Caitlin Moran’s recent book What About Men has been criticised for its thesis that men do not meaningfully talk about their feelings, and that male bonding is not reflected in wider popular culture. A good place to look to contradict this would be the rock reunion show – male friendship reaching its highest salvation. These four men who came together in their teens were visibly moved by being bound together once again in their fifties. “I didn’t know it was going to be like this,” Albarn said, showing some of the same emotion present when he sobbed on stage at Glastonbury during their 2009 appearance. You might have needed the giant Wembley LED screens to detect the grin that flashed across the guitarist Graham Coxon’s face whenever he lifted his head up towards Albarn, but it was there. The bassist Alex James, smoking a cigarette, was a floppy monument to the Nineties’ most nightmarish frivolity, from Groucho Club benders to the Chipping Norton set via a bucket of vindaloo.
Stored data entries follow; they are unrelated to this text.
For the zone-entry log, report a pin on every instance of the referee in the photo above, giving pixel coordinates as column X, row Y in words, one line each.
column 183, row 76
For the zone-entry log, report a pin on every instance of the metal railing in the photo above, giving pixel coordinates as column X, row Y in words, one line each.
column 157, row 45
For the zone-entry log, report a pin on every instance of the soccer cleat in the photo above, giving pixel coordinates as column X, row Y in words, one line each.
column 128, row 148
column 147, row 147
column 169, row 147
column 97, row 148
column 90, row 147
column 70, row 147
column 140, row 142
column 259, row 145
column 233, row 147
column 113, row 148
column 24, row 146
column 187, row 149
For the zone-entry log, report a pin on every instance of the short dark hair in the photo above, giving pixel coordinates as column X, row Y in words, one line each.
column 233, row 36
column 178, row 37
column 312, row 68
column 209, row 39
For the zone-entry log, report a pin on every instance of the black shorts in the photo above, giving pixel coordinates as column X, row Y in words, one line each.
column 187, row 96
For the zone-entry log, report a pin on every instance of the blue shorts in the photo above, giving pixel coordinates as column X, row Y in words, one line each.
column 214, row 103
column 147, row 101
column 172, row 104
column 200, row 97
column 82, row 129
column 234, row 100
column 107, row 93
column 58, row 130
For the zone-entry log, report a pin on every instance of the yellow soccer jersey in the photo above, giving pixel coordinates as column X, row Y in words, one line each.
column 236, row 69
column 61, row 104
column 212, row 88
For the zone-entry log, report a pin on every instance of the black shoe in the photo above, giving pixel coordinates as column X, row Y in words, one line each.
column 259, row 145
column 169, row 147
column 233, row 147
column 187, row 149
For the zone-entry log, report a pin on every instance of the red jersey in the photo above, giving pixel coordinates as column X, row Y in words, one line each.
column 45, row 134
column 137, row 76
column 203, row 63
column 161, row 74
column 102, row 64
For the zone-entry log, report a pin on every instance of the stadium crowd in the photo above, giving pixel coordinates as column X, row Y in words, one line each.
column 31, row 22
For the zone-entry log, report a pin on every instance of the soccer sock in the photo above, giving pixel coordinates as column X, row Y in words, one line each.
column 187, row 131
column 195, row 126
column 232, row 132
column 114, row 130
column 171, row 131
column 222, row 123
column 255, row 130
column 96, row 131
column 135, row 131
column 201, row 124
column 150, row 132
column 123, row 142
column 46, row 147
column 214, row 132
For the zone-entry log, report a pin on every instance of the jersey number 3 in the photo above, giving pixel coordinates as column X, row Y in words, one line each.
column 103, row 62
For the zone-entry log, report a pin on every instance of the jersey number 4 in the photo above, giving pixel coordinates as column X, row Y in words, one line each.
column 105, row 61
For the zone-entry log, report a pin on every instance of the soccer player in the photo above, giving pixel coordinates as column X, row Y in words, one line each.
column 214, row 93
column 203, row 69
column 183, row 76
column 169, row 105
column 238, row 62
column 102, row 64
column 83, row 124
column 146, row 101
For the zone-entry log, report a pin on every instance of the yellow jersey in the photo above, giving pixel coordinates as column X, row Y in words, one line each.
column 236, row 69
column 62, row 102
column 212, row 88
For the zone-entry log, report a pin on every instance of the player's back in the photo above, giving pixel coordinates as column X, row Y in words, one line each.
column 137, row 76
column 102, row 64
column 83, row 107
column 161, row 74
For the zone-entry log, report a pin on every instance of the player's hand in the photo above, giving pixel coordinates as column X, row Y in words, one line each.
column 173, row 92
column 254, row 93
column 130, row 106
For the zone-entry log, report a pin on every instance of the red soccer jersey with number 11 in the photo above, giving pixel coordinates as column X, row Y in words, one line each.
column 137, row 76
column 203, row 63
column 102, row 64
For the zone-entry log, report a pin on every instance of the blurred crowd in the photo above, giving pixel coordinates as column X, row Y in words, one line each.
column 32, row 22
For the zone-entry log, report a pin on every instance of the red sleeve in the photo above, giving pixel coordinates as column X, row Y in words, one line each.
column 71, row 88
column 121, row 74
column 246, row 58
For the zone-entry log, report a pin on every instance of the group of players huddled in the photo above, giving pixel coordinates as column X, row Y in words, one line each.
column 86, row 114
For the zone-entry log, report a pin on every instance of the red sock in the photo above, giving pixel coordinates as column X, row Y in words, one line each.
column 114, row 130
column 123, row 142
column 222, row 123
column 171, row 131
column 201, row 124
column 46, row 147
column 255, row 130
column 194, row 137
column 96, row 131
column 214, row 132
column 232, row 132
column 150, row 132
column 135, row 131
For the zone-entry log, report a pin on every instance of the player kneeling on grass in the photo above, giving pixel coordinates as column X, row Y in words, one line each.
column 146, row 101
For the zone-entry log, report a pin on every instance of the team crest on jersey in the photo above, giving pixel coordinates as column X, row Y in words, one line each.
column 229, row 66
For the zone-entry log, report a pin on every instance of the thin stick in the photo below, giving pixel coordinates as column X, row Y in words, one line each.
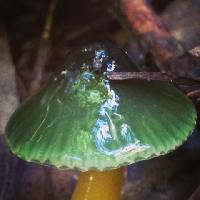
column 43, row 50
column 158, row 76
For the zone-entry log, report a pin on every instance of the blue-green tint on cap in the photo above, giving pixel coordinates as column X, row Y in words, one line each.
column 82, row 120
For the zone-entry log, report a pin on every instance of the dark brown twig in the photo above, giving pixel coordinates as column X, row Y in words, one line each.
column 145, row 23
column 149, row 76
column 43, row 50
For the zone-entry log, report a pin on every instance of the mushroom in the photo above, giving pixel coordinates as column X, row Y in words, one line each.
column 81, row 120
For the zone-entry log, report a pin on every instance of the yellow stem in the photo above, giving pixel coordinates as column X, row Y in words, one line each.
column 95, row 185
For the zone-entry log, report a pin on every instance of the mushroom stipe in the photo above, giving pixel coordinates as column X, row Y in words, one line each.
column 82, row 120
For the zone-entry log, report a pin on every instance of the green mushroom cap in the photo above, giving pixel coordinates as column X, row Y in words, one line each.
column 80, row 119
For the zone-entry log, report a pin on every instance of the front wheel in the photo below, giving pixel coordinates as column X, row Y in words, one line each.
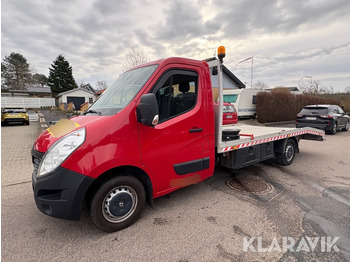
column 287, row 157
column 117, row 203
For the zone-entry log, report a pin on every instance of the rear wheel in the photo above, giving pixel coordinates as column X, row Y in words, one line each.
column 287, row 157
column 117, row 203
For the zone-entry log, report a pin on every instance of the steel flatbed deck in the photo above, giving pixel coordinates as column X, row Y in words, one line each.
column 253, row 135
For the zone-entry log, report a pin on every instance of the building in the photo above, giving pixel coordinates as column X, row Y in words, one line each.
column 31, row 91
column 78, row 96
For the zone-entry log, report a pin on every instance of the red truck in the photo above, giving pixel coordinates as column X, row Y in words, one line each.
column 153, row 131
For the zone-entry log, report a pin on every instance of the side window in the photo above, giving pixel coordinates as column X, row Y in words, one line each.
column 340, row 110
column 176, row 93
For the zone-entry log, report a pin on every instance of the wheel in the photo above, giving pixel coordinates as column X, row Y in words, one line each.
column 287, row 157
column 117, row 203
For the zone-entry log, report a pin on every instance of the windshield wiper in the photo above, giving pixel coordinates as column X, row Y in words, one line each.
column 93, row 112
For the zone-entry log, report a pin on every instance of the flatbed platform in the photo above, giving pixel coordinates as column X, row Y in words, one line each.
column 253, row 135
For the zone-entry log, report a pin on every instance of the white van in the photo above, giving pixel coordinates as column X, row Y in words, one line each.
column 244, row 101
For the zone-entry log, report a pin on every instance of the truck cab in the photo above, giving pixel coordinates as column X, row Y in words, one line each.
column 149, row 134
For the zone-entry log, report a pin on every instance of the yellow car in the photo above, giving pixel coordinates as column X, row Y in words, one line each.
column 14, row 114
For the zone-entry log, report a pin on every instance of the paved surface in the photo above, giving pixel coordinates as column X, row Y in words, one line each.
column 205, row 222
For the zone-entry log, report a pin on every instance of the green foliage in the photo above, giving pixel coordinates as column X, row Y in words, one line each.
column 279, row 106
column 15, row 72
column 40, row 80
column 61, row 78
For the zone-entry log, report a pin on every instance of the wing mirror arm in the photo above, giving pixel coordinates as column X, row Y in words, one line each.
column 147, row 110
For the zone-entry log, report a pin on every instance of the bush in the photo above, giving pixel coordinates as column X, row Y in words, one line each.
column 279, row 105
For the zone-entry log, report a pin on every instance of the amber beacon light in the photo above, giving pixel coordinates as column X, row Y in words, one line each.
column 221, row 52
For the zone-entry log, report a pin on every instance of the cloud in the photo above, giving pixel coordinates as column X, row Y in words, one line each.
column 287, row 38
It might be lairy mateyness that Albarn reserves for the Blur project, but the band’s best material has always relied on his gifted line in melancholia. It runs through the numb solipsism of “Beetlebum”, aired early, and in the groggy and redemptive “This Is a Low”, the band’s most successful fusion of the national and personal. There’s an angelic quality to Albarn’s voice here, now oak-aged, quite apart from his mockney chant. “Tender”, which cribs its main hook from the F Scott Fitzgerald novel, undercuts its secular hymn foundations with a powerful and magnetic neediness: “Let It Be” getting dumped on a bad comedown. What moved me, though, was “Under the Westway”. A song I had forgotten, it is Blur’s last top 40 single, released as a one-off download to coincide loosely with the 2012 London Olympics. No seaside postcard of Albion, it’s grounded in the actuality of Albarn’s London as he sees it – the Westway towering over a city “where the money always comes first”. It’s Ray Davies on his way back from church.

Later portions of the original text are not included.